Instance run schedules

Taking advantage of not paying for resources when they’re not running can make a huge difference to how much your bill is, especially if you have production workloads that don’t need to be running 24/7. Implementing a day / night schedule can reduce your bill by 50% for your dev / test workloads.

Consenga takes this concept to the next level by deploying a portal for non-technical users to control when the instances they deal with day-to-day are running or stopped. By pushing this responsibility out to the end users, instances that would have been running 12 hours a day based on a rigid schedule now only run for as long as they’re needed – an hour, or two usually – supercharging the savings.

Identify and terminate unused and idle resources

If you’re not using something then you should ask yourself if you really need it running, or whether or not you could convert it to an on-demand type model.

This seems like an obvious one, but the challenge can actually be around identification – there are plenty of places resources can hide in AWS so being vigilant and using the help of third party software can be key to aid you in this process.

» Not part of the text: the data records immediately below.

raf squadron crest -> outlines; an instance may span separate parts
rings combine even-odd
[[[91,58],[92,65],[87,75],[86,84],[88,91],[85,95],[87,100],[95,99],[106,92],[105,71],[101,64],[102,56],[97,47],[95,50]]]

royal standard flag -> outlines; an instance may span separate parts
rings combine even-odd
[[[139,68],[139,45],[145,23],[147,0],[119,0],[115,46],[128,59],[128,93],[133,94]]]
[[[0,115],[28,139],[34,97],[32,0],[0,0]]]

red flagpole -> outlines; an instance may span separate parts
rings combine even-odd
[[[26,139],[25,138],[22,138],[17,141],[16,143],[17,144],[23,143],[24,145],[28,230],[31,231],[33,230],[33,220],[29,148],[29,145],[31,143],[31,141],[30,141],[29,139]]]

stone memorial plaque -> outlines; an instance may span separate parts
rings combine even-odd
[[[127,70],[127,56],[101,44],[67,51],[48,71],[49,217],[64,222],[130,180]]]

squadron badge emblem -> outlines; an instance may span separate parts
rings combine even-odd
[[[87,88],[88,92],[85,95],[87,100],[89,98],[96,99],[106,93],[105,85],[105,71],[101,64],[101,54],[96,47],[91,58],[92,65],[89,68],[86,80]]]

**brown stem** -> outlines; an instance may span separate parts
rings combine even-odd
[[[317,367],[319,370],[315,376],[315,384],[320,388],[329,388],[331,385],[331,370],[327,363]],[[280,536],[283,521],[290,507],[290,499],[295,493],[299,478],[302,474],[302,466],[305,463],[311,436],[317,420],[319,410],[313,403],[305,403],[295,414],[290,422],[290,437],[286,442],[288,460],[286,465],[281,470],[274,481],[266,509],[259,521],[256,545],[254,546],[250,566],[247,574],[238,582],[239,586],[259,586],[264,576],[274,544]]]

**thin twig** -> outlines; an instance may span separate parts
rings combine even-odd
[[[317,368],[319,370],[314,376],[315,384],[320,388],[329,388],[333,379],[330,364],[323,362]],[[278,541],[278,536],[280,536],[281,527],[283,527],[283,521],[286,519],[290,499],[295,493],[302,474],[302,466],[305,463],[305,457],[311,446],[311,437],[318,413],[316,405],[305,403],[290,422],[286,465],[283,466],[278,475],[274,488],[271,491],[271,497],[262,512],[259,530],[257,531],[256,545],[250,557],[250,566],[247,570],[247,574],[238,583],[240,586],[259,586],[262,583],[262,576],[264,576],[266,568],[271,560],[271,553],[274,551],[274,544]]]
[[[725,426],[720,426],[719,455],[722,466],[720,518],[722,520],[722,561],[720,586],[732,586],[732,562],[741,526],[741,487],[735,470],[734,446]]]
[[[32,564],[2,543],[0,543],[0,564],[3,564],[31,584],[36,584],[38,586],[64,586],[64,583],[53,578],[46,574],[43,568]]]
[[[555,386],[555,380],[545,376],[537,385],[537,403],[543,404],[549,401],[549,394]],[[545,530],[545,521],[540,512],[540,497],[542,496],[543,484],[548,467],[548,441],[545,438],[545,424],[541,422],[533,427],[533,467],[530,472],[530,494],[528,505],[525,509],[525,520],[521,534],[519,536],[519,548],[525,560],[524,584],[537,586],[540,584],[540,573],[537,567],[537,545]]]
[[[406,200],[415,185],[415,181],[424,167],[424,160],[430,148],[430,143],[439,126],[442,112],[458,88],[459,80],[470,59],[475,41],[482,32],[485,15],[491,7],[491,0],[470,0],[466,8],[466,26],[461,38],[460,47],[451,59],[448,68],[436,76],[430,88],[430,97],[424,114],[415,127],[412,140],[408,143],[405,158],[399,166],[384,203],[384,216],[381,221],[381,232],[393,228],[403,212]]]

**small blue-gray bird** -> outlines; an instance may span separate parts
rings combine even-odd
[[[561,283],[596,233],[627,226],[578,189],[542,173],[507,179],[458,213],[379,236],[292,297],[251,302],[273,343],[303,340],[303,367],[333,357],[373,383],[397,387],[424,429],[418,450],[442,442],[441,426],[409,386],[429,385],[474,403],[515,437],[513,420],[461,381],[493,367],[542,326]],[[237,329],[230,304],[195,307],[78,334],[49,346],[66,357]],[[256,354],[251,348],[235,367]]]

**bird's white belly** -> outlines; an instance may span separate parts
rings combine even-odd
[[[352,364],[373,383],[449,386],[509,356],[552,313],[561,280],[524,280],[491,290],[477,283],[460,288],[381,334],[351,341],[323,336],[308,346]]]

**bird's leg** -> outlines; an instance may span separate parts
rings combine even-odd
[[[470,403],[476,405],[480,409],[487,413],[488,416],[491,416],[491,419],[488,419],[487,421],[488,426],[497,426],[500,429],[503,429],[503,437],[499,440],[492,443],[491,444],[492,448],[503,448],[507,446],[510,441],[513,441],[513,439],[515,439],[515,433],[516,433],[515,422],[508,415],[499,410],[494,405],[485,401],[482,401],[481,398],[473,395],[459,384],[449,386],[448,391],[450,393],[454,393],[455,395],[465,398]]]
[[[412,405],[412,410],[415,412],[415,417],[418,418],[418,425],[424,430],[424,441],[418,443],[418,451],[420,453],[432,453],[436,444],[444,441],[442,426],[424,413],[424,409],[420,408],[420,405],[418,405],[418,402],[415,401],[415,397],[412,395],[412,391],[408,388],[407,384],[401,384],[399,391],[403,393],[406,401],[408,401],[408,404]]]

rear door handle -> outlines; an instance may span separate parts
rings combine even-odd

Review object storage policies

Because object storage in AWS (S3) is so affordable, it’s easy to just ignore it and assume there aren’t many optimisations to be made in this area. This can be a costly oversight as not only the type of storage you’re using is important, but how frequently you need to access the data as well.

Lifecycle policies on your object storage is a great way to automate rolling infrequently used data into cold storage and can be a key low-hanging fruit that you can nab early on in your optimisation journey.

Right-type pricing tiers

AWS offers a robust range of pricing tiers for a number of their services and by identifying and leveraging the correct tiers for your usage patterns, you can make some substantial savings. In particular you should be considering Reserved Instances for your production resources that you know are going to be around forever, and potentially Spot Instances for your dev / test workloads that you don’t care so much about.

Of course, there are other pricing tiers in other services that are worth considering.

Going Cloud Native

AWS offers many platform-as-a-service offerings which take care of a lot of the day to day operational management that is so time consuming. Using these offerings as a default instead of managing your own infrastructure can provide some not so tangible optimisation benefits.

Your operations staff won’t be bogged down with patching and keeping the lights on – they’ll be freed up to innovate and explore the new and exciting technologies that AWS are constantly developing and releasing to the public for consumption.

Consegna consistently works with its technology and business partners to bake this optimisation process into all cloud activities. By thinking of ways to optimise and be efficient first, both hosting related savings and operational savings are achieved proactively as opposed to reactively.